The United States District Court for the Southern District of West Virginia held in a recent decision that a supplier of vinyl chloride to make polyvinyl chloride may argue under West Virginia law that it had no duty to warn of the chemical’s toxicity because the worker’s employers were sophisticated users. Roney v. Gencorp, et al., No. 3:05-0788, 2009 U.S. Dist. LEXIS 80849 (S.D.W. Va. Sept. 4, 2009). The Court found that West Virginia would allow an application of the sophisticated user defense even though neither the West Virginia Supreme Court of Appeals nor the U.S. Court of Appeals for the Fourth Circuit had explicitly adopted the theory.
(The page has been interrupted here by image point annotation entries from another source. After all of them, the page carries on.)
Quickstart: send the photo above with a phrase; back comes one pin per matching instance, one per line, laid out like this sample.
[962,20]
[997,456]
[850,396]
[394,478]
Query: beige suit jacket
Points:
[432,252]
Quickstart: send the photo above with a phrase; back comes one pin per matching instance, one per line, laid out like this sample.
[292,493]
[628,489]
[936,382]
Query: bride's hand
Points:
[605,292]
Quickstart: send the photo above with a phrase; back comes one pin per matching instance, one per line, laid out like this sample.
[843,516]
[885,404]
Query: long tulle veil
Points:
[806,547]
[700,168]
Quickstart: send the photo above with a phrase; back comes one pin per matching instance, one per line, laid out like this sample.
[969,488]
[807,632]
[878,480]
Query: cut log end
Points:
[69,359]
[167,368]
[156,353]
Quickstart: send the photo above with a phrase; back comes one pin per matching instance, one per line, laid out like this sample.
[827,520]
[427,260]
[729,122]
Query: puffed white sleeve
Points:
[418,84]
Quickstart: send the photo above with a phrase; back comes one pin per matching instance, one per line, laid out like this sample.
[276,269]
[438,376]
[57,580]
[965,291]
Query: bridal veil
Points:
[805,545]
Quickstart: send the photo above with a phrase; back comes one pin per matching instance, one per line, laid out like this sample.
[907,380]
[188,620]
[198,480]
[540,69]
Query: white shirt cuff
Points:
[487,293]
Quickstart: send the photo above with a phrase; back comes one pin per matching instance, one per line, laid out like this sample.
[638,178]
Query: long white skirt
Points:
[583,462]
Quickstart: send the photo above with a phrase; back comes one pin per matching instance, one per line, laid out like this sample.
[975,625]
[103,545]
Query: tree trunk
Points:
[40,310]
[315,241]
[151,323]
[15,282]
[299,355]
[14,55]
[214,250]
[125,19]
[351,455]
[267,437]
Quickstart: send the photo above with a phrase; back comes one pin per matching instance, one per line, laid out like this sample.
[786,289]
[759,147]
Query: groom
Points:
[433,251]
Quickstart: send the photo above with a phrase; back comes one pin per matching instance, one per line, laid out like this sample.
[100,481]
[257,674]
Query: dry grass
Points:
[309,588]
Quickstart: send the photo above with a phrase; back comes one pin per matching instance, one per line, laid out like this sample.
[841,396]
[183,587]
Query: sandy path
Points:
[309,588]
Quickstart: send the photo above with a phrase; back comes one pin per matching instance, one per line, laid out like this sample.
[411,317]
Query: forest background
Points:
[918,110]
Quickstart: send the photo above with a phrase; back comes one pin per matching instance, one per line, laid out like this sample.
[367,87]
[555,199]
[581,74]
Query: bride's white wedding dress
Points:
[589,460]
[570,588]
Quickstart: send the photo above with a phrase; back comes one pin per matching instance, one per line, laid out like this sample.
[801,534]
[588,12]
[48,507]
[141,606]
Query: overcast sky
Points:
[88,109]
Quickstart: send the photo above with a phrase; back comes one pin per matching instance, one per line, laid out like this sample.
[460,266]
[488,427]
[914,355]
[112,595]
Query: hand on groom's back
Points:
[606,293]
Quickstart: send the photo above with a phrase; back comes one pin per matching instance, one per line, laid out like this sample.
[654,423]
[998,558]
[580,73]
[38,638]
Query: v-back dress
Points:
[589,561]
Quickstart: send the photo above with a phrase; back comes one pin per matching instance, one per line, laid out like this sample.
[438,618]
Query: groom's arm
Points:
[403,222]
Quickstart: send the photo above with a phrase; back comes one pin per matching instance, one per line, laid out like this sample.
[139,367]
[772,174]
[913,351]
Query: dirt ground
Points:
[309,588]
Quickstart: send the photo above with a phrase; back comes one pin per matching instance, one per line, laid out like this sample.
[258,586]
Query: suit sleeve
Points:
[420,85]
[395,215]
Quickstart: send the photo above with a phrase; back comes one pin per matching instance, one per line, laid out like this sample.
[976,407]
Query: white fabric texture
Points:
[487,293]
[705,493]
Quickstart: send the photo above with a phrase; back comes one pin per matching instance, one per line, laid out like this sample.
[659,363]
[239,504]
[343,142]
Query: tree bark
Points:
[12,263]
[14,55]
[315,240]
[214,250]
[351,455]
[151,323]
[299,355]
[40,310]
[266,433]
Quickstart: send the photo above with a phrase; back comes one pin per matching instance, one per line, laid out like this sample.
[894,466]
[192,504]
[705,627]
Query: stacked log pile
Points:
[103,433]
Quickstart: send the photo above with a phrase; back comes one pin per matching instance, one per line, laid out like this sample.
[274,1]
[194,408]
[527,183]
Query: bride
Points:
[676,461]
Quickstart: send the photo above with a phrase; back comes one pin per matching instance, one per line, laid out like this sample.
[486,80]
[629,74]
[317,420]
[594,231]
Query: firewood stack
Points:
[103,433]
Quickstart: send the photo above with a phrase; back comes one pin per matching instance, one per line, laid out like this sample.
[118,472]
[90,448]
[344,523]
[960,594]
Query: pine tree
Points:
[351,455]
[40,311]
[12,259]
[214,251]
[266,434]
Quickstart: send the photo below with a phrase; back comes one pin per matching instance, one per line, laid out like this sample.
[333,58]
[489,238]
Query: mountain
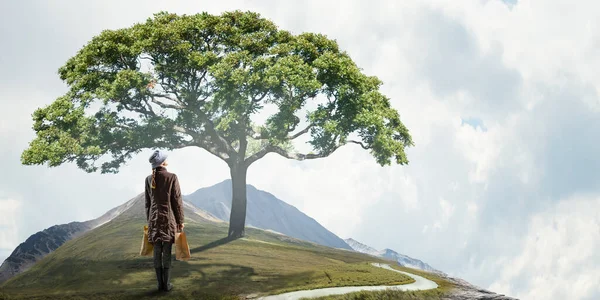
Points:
[462,290]
[103,263]
[40,244]
[267,212]
[403,260]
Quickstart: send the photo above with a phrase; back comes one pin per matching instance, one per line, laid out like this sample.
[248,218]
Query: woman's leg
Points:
[167,266]
[158,253]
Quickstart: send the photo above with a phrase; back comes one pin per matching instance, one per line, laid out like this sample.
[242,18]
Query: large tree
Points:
[197,80]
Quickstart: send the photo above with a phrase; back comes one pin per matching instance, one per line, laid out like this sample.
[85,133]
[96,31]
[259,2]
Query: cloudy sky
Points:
[501,97]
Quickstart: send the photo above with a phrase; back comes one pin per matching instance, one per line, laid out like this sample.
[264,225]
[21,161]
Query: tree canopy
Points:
[196,80]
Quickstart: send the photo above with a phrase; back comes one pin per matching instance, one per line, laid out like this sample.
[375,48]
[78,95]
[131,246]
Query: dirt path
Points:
[420,283]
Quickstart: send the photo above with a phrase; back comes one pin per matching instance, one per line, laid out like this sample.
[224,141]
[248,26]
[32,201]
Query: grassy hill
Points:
[103,263]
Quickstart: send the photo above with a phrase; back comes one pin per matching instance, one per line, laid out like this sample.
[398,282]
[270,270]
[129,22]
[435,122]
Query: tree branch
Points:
[303,131]
[296,156]
[359,143]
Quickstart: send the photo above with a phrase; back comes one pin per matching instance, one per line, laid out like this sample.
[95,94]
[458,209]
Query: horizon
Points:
[501,97]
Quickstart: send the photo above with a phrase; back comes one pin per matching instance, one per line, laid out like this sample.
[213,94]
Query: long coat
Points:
[164,207]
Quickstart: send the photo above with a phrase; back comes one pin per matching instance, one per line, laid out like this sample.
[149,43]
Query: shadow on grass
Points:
[134,278]
[213,244]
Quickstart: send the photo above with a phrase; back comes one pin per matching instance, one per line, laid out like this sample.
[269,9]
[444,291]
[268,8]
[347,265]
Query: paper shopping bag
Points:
[182,249]
[147,248]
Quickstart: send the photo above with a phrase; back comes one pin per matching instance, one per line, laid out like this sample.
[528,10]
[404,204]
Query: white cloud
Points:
[9,224]
[559,256]
[530,79]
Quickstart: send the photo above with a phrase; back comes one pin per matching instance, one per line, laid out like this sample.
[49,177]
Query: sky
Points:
[501,98]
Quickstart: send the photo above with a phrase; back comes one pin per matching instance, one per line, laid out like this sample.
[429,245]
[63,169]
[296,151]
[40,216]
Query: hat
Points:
[157,158]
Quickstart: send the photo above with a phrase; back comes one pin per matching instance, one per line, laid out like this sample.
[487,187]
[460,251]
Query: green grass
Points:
[104,264]
[444,287]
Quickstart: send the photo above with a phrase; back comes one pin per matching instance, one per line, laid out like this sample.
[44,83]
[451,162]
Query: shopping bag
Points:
[147,247]
[182,249]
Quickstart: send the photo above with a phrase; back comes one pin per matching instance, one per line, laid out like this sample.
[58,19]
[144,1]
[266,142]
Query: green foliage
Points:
[196,80]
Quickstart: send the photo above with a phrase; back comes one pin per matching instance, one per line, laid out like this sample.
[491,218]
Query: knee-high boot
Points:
[167,286]
[159,278]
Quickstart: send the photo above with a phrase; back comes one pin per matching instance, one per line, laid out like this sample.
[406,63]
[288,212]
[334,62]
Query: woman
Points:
[164,213]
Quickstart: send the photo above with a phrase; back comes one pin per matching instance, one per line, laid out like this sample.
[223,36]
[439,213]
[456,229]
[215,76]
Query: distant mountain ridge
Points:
[403,260]
[265,211]
[42,243]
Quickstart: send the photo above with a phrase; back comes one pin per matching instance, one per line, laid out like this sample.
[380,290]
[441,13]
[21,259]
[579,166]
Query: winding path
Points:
[420,283]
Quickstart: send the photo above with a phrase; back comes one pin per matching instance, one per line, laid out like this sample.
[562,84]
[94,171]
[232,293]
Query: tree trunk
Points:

In Roney v. Gencorp, Roney’s family alleged that Roney’s exposure to vinyl chloride vapors while working at a West Virginia plant from 1965 until 1982 caused him to contract angiosarcoma—a form of liver cancer that killed him in 2003.
Plaintiffs alleged the chemical producers failed to warn plant workers about vinyl chloride’s toxicity and conspired with the plant’s owners to misrepresent the vinyl chloride’s safety. In defense, the chemical producers successfully argued they should be able to argue under West Virginia law that because the plant’s owners knew as much about the dangers of vinyl chloride exposure as the producers did, they were sophisticated users of the chemical and the producers did not have a duty to directly warn workers the hazards of working around vinyl chloride. The producers also successfully argued the bulk supplier defense applied because they provided vinyl chloride in bulk to the plant and had no easy way of providing warnings to Roney and that the plant, not the producers, had the burden to provide the warnings.
This is another victory for the sophisticated user defense in vinyl chloride exposure litigation. In August, the United States Court of Appeals for the First Circuit in Taylor v. The American Chemistry Council, et al., 576 F.3d 16 (1st Cir. 2009) held that the sophisticated user defense under Massachusetts law relieved several suppliers of vinyl chloride of a duty to warn a former polyvinyl chloride plant worker in Massachusetts.